Femminicidio a Berazategui | Il marito di diritto comune della vittima è stato arrestato

Femminicidio a Berazategui | Il marito di diritto comune della vittima è stato arrestato
Femminicidio a Berazategui | Il marito di diritto comune della vittima è stato arrestato

Una donna di 33 anni è stata uccisa oggi con 24 coltellate nella sua casa nel quartiere di Berazategui a Buenos Aires e suo marito di diritto comune è stato arrestato per femminicidio. È stato lui stesso a chiamare la Polizia per allertare l’accaduto, riferiscono fonti di polizia e giudiziarie. Testimoni della cerchia ristretta della coppia, infatti, avrebbero riferito che l’uomo era una persona violenta, sia con i propri familiari, sia con la convivente, sebbene lei non lo avesse mai denunciato.

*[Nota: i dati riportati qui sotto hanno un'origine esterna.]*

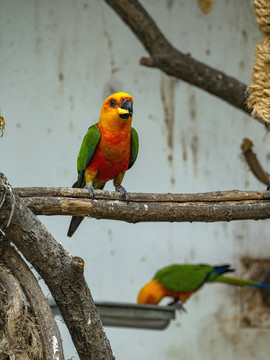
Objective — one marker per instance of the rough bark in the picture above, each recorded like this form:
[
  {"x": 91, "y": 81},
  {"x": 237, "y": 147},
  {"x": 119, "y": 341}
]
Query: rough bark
[
  {"x": 63, "y": 274},
  {"x": 50, "y": 335},
  {"x": 172, "y": 61},
  {"x": 19, "y": 333},
  {"x": 204, "y": 207}
]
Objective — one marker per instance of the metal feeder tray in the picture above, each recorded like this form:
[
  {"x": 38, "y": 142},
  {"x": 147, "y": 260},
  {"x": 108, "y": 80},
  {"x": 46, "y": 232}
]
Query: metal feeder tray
[{"x": 131, "y": 315}]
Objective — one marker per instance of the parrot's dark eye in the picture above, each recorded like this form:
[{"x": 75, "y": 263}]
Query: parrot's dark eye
[{"x": 113, "y": 103}]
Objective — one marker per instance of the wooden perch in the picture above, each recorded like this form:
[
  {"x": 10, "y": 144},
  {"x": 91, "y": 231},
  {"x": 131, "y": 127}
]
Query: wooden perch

L’incidente è avvenuto questa mattina, intorno alle 4, in una casa situata tra le vie 115 e 12, nel suddetto quartiere del sud della Grande Buenos Aires, dove la vittima, identificata come María Belén Muñoz (33 anni), viveva con l’attuale accusato., Alejandro Muñoz (34).

Secondo le fonti, la donna aveva quattro figli, tre nati da una precedente relazione, e il restante con Albornoz, con il quale viveva in una casa nella parte posteriore del terreno, mentre la sorella abita nella parte anteriore.

Secondo i portavoce, tutto è iniziato quando i parenti di Muñoz hanno sentito le grida di aiuto e pietà della vittima, che diceva “Ale, no!”, e sono andati nella casa sul retro per vedere cosa stava succedendo.

In queste circostanze, questi testimoni cominciarono a pretendere che Albornoz, denunciato per violenza domestica dalla propria madre, lasciasse l’immobile oppure chiamassero la polizia, alla quale lui stesso contattò i servizi di emergenza sanitaria per dire di aver ucciso la vostra coppia.

Le fonti hanno riferito che quando la polizia è arrivata sul posto ha trovato Muñoz morto nella vasca da bagno, con ferite multiple da taglio, e ha interrogato Albornoz, il quale ha affermato di essersi cambiato i vestiti insanguinati e di averli lanciati, insieme al coltello utilizzato per aggredire la donna, in una stanza sul retro, dove accumulava diversi oggetti. Considerata questa situazione, l’uomo è stato arrestato, mentre gli accertamenti hanno rinvenuto in quella piccola stanza gli indumenti macchiati di sangue e l’arma del delitto.

A loro volta, testimoni oculari hanno riferito che Albornoz era stato violento con Muñoz, che all’inizio della relazione, nel 2020, era più psicologico e verbale, ma che poi divenne fisico, al punto che la donna nascose le ferite con il trucco.

Un portavoce della magistratura ha spiegato a Télam che le testimonianze indicano che l’uomo non ha permesso alla sua compagna di vedere la sua famiglia, e che questa situazione è stata la principale causa della violenza da lui esercitata, anche se la coppia non l’ha mai denunciato formalmente per paura.

Ad Albornoz, infatti, è stato impedito di avvicinarsi alla propria famiglia, in seguito alla denuncia avanzata dalla madre.

Intanto l’autopsia sul corpo della vittima ha accertato che aveva 24 coltellate.soprattutto nella zona del torace e, anche a livello difensivo, negli arti superiori.

Mentre Albornoz è stato rinchiuso in una questura e domani sarà indagato dal procuratore Daniel Ichazo, dell’Unità decentrata di Istruzione Funzionale (UFI) 1 di Berazategui, incaricato del fascicolo e che ha già raccolto le testimonianze di alcuni parenti diretti di la donna, presente al momento del delitto.

Con il caso Muñoz, sono già 32 i femminicidi commessi nel 2024 in tutto il Paesesecondo le informazioni fornite a Télam da fonti giudiziarie e di polizia intervenute in ciascun caso, il che si traduce in un omicidio con queste caratteristiche ogni meno di 30 ore.